DIY cranberry liqueur

I've just bottled a batch of cranberry liqueur.  I had done it in college and remembered it being pretty good, so I thought I'd give it a shot again.  While it was steeping, I actually contemplated doing my own distillation, but I'm getting ahead of myself.
Ta-daa!  I bottled it in the bottle from the Calvados I just replaced, and had enough left over for one rather large drink.  The end result has a strong, authentic cranberry flavor, but unfortunately also a strong, authentic vodka smell.  I guess Stoli wasn't the best choice of base spirit.  Here's how it started out:
I used Gunther Anderson's recipe, without the spices.  Inside that jar is a pound of cranberries, 1 1/2 cups of vodka, some sugar, lemon peel, and orange peel.  It was shaken gently every day for the past four weeks.

The hardest part, actually, was straining it before bottling.  I started by wringing the juice out of the cranberry solids, wrapped in cheesecloth.  Afterwards, the liquid was quite cloudy, so I filtered it through coffee filters.  The problem was that I'd pour a half cup of liquid into the funnel and some of it would come through the filter, but then it'd just stop.  The particulates were clogging the filter papers.  (Paper towels did the same thing.)  So I gathered up the edges of the coffee filters, held them tightly, and gently squeezed the "bag" to push the liquid out through the filter paper.  I went through about a dozen coffee filters that way:
It took a couple hours total.  It's a good thing I'm patient.  As you can see in the first picture, the resulting liqueur is not exactly clear, but at least it doesn't look like that gelatinous cranberry sauce.

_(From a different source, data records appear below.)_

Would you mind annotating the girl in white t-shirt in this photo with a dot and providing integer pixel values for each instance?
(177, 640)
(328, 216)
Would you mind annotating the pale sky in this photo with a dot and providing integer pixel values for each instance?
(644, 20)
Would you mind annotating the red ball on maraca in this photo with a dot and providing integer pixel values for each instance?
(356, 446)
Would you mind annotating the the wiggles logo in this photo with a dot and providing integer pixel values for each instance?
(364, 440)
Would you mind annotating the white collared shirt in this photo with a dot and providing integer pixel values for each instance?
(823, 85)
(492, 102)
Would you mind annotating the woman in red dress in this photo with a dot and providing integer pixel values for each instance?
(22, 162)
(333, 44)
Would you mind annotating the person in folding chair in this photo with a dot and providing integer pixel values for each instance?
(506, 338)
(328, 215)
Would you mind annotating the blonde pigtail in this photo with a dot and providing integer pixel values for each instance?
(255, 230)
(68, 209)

If I were to do this again, I might go with a smooth rum rather than vodka.  I just find vodka rather obnoxious, even the expensive stuff.  But during the Christmas season, as I pondered my dwindling Calvados supplies, I remembered another college experience:  some friends and I distilled some "hard" (spoiled) apple cider into applejack.  They'd got about a pallet of it from a farmer.  After the first distillation, there were about five liters of 60-80 proof applejack that was a little rough but had a really nice apple flavor.  A couple liters were sacrificed for re-distillation, and the end result was high enough in alcohol to burn when lit.  It tasted better too.

A search quickly led me to a couple very useful-looking sites:  homedistiller.org, a comprehensive DIYer site that addresses all aspects of the process, from fermenting the starting material through distilling, filtering, and aging.  Here, for example, is the page about fermenting and distilling fruit (say, for example, apples).  The site seems to have been compounded out of user comments in an online community.  Some of the users got downright industrial about it.  One guy worked out a recipe for rum using only sugar and other things you can get in a supermarket.  That's great, but I don't know what compelled him to make 720 liters of it.  The other useful site was Smiley's Home Distilling, which sells stills and supplies. Apparently you can get a "tabletop distiller" which is a  distilled-water machine modified to run at the right temperatures for alcohol.

Luckily a family member in Indiana gave me a bottle of Calvados, so I don't have to go to that much trouble.  Maybe someday.  It sounds like fun and hard work.  It also makes me wonder what it would make the house smell like.

1 comment:

  1. oooh!
    I have 2 bags of cranberries from Marc's I should try this with.